Pricing refers to the process of setting a price for a product or service and more than any other element of your marketing mix, will have the biggest impact on the amount of profit you make.

Developing an effective pricing strategy is a critical element of marketing because pricing is the only element of the marketing mix that creates sales revenue; the other elements create costs and sales volume.

An effective pricing strategy will help you:

  • meet your profit objectives
  • meet or beat your competitors’ prices
  • retain or increase your market share
  • match the image or reputation of your business, product or service
  • match your offer to market demand

To arrive at a price for your product or service you’ll need to:

  • Establish what it costs to offer and deliver your products. Without this knowledge, you’ll have no idea whether your prices are sufficient to not only cover all your costs, but to return a profit. Few businesses have failed because their prices are too high, however, many have folded because their prices weren’t high enough to cover costs or generate a profit.
  • Conduct market research to establish what price your competitors are charging and what is the optimum price customers would be willing to pay for your product.

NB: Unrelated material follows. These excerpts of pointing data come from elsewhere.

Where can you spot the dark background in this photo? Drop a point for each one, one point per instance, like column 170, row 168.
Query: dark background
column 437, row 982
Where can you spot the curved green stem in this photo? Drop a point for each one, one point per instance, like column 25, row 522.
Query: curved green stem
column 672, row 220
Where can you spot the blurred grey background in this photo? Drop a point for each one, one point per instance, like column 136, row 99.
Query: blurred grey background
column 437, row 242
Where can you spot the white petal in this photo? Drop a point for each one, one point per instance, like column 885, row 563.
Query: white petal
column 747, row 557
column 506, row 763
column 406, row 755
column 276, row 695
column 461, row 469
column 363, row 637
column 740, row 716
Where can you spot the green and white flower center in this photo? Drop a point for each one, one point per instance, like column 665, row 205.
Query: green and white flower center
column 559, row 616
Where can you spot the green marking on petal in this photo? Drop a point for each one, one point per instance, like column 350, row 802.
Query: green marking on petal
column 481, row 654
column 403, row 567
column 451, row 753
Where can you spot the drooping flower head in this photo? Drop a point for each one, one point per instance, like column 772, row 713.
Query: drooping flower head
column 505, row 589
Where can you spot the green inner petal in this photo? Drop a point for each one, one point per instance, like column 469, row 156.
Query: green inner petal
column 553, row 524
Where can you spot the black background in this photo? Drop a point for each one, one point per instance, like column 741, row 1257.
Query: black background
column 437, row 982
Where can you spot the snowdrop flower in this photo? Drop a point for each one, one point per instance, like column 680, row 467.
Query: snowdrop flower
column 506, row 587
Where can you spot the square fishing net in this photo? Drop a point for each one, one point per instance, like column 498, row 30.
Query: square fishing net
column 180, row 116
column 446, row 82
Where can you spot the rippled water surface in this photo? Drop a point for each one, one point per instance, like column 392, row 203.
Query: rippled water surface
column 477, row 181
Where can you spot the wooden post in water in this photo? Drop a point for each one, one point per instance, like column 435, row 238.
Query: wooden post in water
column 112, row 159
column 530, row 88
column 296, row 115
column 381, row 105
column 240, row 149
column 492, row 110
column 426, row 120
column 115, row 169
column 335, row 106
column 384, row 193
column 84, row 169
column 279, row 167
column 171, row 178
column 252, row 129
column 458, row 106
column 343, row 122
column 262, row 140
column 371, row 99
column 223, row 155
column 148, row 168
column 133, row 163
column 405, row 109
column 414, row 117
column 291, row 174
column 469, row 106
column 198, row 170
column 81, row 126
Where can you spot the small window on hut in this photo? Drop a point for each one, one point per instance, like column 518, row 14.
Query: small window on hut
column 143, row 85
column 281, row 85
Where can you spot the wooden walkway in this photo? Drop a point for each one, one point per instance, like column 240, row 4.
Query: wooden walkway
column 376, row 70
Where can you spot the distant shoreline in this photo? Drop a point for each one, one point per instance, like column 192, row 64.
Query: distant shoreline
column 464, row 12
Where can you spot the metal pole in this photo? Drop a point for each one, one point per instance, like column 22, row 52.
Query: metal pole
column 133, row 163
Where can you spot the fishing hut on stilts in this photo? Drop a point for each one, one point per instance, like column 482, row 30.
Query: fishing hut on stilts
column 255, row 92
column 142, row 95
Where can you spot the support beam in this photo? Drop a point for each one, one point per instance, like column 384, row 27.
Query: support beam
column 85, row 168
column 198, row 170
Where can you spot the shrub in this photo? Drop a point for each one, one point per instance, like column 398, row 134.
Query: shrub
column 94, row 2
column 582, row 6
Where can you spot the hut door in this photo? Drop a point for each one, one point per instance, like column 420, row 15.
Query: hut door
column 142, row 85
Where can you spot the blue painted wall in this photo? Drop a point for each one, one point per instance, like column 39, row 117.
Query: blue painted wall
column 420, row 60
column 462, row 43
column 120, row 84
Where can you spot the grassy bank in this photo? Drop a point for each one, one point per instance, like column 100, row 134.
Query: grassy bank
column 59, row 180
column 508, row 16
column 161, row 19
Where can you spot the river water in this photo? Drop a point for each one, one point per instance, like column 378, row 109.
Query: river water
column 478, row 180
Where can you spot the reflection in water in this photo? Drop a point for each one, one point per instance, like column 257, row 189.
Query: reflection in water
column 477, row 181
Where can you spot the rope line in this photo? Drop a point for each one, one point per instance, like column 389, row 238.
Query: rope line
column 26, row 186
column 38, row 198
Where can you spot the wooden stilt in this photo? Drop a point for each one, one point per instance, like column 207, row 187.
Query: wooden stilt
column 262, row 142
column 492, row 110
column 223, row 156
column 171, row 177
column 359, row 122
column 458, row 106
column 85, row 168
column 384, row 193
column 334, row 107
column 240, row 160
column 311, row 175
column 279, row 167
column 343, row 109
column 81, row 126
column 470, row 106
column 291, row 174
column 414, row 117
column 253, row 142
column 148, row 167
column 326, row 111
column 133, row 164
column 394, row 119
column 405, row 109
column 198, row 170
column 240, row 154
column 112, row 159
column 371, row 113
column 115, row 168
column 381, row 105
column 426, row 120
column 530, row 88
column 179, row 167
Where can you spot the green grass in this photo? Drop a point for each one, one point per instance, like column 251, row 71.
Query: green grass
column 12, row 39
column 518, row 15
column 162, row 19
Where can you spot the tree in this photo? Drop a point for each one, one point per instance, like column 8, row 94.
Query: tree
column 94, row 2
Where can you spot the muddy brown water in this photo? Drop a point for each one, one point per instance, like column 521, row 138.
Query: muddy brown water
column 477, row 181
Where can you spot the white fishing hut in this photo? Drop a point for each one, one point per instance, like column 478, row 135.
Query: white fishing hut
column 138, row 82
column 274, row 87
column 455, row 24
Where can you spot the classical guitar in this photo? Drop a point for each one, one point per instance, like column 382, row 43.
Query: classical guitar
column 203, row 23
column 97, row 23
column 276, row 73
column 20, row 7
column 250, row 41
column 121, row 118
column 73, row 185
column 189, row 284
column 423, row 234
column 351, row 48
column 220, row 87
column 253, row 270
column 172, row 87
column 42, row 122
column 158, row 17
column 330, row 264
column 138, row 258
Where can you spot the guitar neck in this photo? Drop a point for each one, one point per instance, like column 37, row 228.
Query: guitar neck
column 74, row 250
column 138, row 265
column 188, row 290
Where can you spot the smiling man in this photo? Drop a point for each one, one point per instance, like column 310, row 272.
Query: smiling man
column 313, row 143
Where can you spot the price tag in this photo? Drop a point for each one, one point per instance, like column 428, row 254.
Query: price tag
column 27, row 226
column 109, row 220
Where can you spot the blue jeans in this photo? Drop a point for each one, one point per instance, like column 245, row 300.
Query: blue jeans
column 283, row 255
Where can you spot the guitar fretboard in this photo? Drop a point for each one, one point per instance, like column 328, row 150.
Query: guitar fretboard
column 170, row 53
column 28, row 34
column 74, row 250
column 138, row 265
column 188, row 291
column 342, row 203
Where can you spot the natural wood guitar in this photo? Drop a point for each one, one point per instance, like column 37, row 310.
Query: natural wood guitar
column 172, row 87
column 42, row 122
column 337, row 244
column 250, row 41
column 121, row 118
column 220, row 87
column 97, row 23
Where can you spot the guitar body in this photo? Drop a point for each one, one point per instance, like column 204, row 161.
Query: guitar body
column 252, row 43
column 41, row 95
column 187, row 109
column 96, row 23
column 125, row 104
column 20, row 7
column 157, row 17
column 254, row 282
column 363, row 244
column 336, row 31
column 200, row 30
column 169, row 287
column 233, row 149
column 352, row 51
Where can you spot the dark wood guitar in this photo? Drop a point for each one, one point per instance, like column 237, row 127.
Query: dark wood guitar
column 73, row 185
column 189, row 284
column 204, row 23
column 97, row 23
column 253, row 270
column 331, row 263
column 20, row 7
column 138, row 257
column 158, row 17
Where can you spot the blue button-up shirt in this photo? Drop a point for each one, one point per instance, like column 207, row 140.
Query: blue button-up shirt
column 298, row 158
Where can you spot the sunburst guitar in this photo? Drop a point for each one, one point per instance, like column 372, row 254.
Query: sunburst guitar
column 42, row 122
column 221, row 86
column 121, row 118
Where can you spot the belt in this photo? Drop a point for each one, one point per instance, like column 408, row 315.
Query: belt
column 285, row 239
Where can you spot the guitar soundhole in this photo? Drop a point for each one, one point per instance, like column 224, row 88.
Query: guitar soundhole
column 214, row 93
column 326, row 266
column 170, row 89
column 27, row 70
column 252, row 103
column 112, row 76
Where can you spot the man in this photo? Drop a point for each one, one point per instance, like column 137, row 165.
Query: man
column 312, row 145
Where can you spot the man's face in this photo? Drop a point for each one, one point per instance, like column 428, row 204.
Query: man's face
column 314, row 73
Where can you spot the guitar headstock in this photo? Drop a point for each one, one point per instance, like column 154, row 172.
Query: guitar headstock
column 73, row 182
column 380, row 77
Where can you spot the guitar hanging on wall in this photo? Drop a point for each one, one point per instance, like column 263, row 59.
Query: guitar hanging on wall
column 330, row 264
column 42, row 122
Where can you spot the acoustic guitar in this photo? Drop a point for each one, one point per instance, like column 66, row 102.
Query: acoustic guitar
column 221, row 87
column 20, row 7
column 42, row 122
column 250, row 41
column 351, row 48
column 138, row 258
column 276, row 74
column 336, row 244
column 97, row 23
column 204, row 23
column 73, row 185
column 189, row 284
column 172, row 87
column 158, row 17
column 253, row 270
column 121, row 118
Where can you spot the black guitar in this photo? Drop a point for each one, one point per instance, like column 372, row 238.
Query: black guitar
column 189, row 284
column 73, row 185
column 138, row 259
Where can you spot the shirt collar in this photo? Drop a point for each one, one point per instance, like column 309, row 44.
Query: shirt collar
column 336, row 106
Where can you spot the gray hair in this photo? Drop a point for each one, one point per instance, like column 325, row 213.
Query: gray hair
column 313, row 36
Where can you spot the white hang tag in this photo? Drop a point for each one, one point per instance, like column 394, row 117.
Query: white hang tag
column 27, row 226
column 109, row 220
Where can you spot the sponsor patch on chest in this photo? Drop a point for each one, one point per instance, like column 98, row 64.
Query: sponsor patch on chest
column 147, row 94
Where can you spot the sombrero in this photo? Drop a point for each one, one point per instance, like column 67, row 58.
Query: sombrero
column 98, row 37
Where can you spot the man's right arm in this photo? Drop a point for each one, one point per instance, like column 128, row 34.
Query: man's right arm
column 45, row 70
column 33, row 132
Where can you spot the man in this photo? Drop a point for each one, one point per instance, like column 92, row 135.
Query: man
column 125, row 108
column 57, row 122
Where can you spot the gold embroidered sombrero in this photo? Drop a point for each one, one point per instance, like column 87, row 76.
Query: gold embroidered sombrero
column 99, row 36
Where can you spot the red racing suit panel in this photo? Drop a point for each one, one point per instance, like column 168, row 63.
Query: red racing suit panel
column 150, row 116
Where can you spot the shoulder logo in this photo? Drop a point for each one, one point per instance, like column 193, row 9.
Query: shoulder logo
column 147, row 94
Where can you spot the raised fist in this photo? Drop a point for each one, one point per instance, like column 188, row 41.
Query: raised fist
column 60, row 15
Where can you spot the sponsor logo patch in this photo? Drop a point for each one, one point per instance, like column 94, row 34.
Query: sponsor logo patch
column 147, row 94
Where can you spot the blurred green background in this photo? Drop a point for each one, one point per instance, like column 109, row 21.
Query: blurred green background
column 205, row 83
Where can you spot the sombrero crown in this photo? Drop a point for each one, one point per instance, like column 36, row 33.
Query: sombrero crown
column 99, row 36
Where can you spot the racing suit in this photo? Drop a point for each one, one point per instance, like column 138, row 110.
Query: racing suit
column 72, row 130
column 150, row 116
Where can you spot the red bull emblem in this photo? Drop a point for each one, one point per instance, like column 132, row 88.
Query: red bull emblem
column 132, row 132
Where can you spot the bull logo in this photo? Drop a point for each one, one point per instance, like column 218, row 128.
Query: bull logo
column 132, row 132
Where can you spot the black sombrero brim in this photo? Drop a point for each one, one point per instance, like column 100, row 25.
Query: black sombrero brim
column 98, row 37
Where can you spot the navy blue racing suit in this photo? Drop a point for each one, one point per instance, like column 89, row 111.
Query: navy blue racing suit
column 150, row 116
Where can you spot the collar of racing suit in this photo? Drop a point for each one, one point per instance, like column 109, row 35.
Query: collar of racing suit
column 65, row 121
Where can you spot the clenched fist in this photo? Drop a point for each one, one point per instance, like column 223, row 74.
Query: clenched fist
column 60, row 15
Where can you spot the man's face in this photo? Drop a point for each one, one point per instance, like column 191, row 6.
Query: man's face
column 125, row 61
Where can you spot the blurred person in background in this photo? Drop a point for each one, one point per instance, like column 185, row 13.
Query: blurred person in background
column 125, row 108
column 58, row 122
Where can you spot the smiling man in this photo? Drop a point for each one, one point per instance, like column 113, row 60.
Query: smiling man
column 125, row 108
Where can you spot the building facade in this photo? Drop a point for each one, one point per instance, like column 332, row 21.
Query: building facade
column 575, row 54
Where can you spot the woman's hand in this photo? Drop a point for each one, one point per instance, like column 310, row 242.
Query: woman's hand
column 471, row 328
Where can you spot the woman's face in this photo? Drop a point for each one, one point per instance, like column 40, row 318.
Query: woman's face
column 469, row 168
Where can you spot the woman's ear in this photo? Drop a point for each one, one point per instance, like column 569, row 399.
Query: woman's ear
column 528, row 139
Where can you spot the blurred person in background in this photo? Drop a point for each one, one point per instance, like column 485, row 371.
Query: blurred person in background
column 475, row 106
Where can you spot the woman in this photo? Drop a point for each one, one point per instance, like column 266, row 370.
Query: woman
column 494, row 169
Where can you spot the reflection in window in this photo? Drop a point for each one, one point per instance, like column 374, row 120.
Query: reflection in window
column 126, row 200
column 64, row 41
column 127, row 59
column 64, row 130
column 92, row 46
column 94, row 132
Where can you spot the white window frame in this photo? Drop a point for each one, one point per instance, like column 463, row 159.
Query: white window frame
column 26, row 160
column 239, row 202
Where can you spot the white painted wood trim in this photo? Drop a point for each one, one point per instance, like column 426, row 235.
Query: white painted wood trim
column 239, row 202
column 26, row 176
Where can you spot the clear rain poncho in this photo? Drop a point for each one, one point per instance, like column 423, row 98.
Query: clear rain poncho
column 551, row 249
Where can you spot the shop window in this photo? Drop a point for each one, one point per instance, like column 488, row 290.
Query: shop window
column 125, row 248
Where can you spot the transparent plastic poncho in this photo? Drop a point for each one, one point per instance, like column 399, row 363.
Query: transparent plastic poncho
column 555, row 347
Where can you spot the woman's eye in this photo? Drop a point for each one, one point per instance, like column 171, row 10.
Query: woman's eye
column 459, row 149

Your price will inevitably fall somewhere between that which is too low to produce a profit and that which is too high to generate any demand.

The pricing structure

A pricing structure consists of a base (or list) price and a variety of price modifiers which depend on the type of product you are selling and the type of market in which you operate.

The most common price modifiers are outlined below:

    • Quantity discount – an incentive to buy more.
    • Settlement discount – an incentive to pay quickly.
    • Promotional discount – a discount for a specific period of time.
    • Seasonal discount – an incentive to clear seasonally sensitive stock.
    • Cash rebate – an after-sale incentive linked to a specified target.
    • Ranging allowance – paid to a reseller in return for them stocking your product.
    • Promotional allowance – for participation in a promotional campaign.
    • Delivery fee – an amount you charge for delivering the product.
    • Credit card fee – an amount you charge on credit card purchases.

At the end of the day, your objective should be to achieve the best possible price for your products or services taking into account:

  • The value they provide for your customers – ie: how they satisfy their needs and wants in terms of features, benefits, utility value and prestige.
  • Your cost structure – what is your break-even point and how much profit do you want to make?
  • The competitive environment – what do your competitors charge for similar products and services?
  • Your competitive advantage – do the products or services provide advantages that warrant a price premium?
  • The economic and market environment – what is the level of demand in your industry?